We are developing algorithms and software tools for handling and analyzing long-read sequencing data.


Long-read sequencing technologies, such as those from 10X Genomics, Pacific Biosciences and Oxford Nanopore, have now enabled the generation of sequenced fragments that are 10kb or longer, allowing for the interrogation of complex genomic reigions that are otherwise inaccessible by short-read sequencing. However, to best leverage these new generations of sequencing technology and extract maximum benefits from them, novel computational approaches are urgently needed.

Our lab is among the first groups to publish a de novo assembly of a personal human genome, using PacBio long-read sequencing techniques. We have also been working with 10X Genomics genome and exome sequencing data to identify structural variants that are missed by typical Illumain sequencing. Currently, we are developing a number of different methods to improve the analysis of long-read sequencing data:

1. RepeatHMM: Microsatellite expansion, such as trinucleotide repeat expansion (TRE), is known to cause a number of genetic diseases. For example, over 55 CAG repeats in the ATXN3 gene can cause spinocerebellar ataxia type 3 (SCA3). Sanger sequencing and next-generation short-read sequencing are unable to interrogate TRE reliably. Long-read sequencing has the potential to address this problem, but the high error rates pose significant challenges to data analysis. We developed an algorithm called RepeatHMM to estimate repeat counts on long-read sequencing data from whole-genome or amplicon sequencing. RepeatHMM takes a set of reads, uses a split-and-align strategy to improve alignments, performs optional error correction, and leverages a hidden Markov model and a peak calling algorithm to infer repeat counts. We also analyzed real data on SCA3 and SCA10 generated by the PacBio sequencer, and found that RepeatHMM showed much higher concordance with the gold standard capillary electrophoresis than BAMself and another competing tool TRhist. We confirmed the reliability of RepeatHMM on whole-genome datasets on NA12878 generated by PacBio and Oxford nanopore technologies.
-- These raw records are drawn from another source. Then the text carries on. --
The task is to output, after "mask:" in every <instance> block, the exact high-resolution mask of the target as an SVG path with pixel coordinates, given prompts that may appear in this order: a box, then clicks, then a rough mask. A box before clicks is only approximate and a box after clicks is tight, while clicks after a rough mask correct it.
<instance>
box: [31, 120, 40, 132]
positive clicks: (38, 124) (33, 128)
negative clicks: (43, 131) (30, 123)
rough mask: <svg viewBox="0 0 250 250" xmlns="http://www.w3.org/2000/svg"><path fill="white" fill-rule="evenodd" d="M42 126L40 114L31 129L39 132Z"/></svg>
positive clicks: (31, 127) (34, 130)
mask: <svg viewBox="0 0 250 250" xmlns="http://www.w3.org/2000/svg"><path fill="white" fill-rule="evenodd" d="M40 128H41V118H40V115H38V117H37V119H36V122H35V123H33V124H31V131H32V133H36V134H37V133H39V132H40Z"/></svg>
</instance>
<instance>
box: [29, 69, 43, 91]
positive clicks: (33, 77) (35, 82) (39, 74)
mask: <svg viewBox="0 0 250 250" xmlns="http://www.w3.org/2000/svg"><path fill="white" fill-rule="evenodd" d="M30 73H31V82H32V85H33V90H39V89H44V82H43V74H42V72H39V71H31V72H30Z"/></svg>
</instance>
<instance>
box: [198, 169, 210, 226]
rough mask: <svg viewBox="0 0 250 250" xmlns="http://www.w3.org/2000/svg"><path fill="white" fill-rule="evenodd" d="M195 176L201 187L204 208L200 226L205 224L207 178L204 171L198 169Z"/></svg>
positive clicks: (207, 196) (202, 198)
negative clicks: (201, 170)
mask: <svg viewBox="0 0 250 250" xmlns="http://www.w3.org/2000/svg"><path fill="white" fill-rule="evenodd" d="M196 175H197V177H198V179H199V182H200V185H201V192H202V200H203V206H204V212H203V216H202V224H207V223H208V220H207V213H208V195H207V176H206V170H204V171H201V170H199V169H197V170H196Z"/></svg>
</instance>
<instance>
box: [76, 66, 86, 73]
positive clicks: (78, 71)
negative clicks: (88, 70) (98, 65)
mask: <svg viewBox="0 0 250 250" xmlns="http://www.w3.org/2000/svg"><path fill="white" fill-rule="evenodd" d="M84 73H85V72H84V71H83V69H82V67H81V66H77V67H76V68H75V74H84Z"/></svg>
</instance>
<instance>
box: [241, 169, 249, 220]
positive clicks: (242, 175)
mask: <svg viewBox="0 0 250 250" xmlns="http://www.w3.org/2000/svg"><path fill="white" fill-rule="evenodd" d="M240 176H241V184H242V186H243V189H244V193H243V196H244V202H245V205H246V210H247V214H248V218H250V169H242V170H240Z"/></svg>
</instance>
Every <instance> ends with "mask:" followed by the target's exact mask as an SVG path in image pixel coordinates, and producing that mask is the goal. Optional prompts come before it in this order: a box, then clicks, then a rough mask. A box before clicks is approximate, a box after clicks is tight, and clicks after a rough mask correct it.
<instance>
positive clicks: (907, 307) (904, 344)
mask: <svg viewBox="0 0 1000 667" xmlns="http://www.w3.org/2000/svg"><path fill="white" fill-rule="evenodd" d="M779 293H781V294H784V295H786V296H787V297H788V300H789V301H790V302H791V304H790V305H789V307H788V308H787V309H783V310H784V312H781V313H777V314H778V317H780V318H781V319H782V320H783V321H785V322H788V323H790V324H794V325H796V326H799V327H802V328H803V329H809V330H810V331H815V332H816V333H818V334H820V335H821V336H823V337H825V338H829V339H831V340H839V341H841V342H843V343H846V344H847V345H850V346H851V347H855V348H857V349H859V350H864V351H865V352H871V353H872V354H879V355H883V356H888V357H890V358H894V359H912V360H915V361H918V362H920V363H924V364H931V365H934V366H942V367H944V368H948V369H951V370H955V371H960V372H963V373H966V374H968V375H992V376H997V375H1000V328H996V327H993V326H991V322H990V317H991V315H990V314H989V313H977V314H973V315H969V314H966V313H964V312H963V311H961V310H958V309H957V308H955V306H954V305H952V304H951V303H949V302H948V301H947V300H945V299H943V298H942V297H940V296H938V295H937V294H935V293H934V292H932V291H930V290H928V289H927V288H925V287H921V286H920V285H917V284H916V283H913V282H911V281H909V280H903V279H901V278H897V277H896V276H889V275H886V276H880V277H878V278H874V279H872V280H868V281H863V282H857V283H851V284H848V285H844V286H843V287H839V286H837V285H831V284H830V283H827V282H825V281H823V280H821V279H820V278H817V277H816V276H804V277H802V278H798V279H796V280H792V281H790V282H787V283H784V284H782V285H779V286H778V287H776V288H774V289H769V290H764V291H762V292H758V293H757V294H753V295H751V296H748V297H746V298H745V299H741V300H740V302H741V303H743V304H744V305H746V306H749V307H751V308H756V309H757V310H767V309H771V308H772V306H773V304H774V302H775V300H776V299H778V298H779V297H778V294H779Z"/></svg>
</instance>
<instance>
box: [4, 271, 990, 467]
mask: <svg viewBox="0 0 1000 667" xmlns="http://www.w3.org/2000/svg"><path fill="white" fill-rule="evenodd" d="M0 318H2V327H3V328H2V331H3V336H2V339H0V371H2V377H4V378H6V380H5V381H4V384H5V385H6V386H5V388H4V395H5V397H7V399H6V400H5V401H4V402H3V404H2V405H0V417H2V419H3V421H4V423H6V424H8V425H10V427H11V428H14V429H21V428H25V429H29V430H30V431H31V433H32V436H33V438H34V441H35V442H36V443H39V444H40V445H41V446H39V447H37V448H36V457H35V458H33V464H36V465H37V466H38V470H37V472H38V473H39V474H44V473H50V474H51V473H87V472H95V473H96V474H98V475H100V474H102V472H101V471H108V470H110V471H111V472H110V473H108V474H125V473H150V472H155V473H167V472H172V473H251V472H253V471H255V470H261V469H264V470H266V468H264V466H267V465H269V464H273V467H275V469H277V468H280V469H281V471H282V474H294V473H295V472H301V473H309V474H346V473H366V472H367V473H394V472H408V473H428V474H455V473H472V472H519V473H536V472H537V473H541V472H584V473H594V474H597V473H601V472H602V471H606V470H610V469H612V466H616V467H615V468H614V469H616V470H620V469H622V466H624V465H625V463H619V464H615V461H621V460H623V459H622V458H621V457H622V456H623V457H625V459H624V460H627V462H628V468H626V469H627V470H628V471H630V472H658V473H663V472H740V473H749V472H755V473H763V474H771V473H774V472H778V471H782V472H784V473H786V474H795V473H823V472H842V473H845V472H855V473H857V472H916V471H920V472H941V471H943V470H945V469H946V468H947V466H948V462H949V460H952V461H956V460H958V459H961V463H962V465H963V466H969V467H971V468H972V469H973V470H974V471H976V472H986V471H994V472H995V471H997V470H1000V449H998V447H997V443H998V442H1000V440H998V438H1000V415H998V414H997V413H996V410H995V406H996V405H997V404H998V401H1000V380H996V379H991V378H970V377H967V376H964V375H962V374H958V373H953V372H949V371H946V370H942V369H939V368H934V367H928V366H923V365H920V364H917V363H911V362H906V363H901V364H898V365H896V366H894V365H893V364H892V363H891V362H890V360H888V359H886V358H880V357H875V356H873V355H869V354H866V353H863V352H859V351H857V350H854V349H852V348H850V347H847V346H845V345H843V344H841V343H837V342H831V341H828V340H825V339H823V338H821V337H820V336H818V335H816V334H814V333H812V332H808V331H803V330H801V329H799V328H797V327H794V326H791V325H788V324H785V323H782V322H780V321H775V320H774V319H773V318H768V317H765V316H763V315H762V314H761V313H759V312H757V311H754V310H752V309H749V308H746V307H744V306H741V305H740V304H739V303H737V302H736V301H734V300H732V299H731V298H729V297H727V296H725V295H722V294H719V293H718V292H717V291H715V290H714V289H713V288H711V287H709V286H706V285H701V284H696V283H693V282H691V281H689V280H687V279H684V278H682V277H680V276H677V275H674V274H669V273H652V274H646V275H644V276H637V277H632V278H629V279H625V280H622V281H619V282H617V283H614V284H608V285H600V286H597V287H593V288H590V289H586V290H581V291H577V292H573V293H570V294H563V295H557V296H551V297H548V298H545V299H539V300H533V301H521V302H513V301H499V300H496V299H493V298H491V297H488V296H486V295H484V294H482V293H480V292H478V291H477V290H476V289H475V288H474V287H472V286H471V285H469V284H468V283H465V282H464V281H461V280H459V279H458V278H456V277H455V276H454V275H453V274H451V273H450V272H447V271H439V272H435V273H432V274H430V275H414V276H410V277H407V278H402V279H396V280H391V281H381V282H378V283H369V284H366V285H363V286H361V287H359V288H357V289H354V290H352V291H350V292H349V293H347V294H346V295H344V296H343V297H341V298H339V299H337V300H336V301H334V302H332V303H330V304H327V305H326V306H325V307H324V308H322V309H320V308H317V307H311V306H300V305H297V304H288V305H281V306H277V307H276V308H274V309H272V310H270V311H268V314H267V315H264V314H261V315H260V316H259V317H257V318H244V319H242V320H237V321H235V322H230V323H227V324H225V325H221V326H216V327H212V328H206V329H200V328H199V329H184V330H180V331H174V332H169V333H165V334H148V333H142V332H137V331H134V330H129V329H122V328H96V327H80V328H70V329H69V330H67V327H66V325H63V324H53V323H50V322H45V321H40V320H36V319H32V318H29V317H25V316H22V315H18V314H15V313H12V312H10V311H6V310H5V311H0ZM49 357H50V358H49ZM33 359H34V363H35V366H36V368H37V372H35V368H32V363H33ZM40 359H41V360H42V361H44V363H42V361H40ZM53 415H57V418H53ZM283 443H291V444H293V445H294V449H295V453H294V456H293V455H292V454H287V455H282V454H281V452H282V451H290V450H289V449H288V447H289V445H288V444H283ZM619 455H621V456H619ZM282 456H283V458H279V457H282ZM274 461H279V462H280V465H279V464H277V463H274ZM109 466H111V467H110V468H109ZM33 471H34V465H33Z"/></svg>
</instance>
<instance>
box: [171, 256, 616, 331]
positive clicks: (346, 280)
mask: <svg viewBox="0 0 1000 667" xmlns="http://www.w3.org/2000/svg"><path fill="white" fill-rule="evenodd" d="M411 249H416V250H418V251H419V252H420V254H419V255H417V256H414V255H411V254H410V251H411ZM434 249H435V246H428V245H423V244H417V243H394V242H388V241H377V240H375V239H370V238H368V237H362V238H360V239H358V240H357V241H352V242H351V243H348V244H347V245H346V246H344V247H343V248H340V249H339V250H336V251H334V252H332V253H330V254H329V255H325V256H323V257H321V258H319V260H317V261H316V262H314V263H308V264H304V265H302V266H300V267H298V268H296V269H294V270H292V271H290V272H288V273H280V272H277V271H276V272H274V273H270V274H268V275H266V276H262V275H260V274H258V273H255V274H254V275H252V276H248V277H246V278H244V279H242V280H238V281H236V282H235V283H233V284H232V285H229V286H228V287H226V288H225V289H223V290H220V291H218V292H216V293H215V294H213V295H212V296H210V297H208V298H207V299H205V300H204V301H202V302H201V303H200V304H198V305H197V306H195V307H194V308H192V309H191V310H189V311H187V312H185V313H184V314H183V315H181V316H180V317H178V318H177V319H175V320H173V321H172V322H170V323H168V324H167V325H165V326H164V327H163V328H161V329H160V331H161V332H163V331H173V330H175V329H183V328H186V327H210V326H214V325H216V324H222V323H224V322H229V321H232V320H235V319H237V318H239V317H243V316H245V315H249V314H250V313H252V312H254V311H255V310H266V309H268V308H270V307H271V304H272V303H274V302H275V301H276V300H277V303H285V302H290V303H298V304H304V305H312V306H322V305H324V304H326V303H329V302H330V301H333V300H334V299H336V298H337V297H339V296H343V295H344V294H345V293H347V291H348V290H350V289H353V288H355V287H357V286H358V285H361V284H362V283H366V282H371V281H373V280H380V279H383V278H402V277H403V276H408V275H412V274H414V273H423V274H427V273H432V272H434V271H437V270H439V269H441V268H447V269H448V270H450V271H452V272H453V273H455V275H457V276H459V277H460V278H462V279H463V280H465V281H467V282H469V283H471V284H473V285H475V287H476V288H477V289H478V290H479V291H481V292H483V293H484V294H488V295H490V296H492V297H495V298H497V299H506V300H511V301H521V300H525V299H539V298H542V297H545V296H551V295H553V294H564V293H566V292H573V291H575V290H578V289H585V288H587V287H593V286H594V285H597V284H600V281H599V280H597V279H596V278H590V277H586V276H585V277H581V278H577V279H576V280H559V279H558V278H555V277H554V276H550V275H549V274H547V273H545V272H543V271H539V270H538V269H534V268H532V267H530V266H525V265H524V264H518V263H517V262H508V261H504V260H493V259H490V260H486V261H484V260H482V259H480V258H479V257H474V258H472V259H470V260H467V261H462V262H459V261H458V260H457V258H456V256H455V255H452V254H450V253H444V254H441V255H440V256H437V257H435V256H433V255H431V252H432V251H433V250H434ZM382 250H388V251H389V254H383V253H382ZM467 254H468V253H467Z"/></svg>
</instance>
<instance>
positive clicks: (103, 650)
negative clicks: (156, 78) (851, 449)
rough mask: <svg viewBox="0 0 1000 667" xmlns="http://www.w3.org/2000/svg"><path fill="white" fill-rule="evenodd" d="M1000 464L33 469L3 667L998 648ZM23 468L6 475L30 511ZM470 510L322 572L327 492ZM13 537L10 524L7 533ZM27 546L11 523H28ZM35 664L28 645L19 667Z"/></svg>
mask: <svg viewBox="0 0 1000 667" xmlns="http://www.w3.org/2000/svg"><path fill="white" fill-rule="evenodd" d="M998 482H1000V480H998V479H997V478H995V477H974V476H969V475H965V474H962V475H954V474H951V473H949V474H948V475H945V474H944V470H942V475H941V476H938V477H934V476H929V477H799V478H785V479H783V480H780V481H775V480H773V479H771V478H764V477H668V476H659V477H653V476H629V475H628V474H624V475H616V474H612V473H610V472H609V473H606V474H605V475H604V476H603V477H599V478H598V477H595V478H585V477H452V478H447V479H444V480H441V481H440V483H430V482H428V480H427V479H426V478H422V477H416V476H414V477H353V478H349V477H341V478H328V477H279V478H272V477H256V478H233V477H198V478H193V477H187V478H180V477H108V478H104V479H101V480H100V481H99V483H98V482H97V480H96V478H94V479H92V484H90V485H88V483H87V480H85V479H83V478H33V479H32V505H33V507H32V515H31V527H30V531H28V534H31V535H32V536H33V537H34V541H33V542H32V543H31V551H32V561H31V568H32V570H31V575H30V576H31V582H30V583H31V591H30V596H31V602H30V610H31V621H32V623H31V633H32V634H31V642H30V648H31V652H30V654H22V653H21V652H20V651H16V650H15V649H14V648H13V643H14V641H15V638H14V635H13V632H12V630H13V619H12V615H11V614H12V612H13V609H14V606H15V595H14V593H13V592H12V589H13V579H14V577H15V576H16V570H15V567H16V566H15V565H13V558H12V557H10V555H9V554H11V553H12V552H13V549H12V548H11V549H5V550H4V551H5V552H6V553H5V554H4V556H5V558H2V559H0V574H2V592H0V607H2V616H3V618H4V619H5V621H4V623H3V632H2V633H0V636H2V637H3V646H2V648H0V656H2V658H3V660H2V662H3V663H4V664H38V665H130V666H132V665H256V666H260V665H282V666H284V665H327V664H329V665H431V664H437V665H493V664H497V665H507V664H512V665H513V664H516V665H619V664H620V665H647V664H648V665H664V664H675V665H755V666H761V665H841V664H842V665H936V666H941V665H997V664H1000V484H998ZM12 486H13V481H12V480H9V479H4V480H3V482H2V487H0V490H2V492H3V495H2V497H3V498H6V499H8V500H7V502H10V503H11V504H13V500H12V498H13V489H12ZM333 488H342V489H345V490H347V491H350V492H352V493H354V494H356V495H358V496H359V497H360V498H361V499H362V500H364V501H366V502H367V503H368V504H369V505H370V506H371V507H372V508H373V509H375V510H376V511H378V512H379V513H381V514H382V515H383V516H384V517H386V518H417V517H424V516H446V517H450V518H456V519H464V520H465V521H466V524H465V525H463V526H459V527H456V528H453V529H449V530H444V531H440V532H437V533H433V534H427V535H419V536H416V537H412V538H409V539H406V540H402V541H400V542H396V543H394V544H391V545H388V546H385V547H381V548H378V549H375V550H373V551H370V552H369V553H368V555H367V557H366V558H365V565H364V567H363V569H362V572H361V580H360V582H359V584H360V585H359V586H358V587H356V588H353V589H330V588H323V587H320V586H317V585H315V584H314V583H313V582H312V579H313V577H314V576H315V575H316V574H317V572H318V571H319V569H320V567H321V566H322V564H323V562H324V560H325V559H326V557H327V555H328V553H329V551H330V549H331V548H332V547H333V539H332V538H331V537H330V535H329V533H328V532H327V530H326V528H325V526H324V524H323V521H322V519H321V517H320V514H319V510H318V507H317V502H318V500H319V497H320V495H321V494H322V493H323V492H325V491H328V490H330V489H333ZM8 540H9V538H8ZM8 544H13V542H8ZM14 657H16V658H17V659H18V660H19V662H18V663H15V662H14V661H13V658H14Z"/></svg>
2. NextSV: Structural variants (SVs) in human genome are implicated in a variety of human diseases. Long-read sequencing (such as those from PacBio) delivers much longer read lengths than short-read sequencing (such as those from Illumina) and may greatly improve SV detection. However, due to the relatively high cost of long-read sequencing, users are often faced with issues such as what coverage is needed and how to optimally use the aligners and SV callers. To automate SV calling, we developed a computational pipeline called NextSV, which integrates PBhoney and Sniffles and generates the union (high sensitivity) or intersection (high specificity) call sets. Our results provide useful guidelines for SV identification from low coverage whole-genome PacBio data and we expect that NextSV will facilitate the analysis on SVs on long-read sequencing data.

3. LinkedReadSV: 10X Genomics allows the generation of pseudo long reads that are linked by a common barcode. However, manufacturer-provided software tools cannot fully analyze the linked reads data and often miss important structural variants that can be even visually identified from dot plots. To address these limitations, we developed LinkedReadSV, an algorithm that incorporate multiple sources of information, includng alignment and link-distance, to identify various types of structural variants (deletions, insertions, inversions, translocations) reliably.

4. LongVar: Due to the relatively high error rates for long-read sequencing technologies, variant calling from long-read sequencing data remains a major challenge. Existing software tools are not parameterized for error-prone data, and cannot be easily adapted for data from PacBio and Nanopore platforms. We have been working on the development of a machine-learning approach that incorporate context-dependent sequence characteristics into the variant calling process, to improve the accuracy and power of variant detection.

In summary, long-read sequencing technologies can faciliate the generation of biological insights that are missed by Illumina short-read sequencing data, and the development of more powerful computational approaches will allow us fully utilize these new generations of sequencing technolgoies.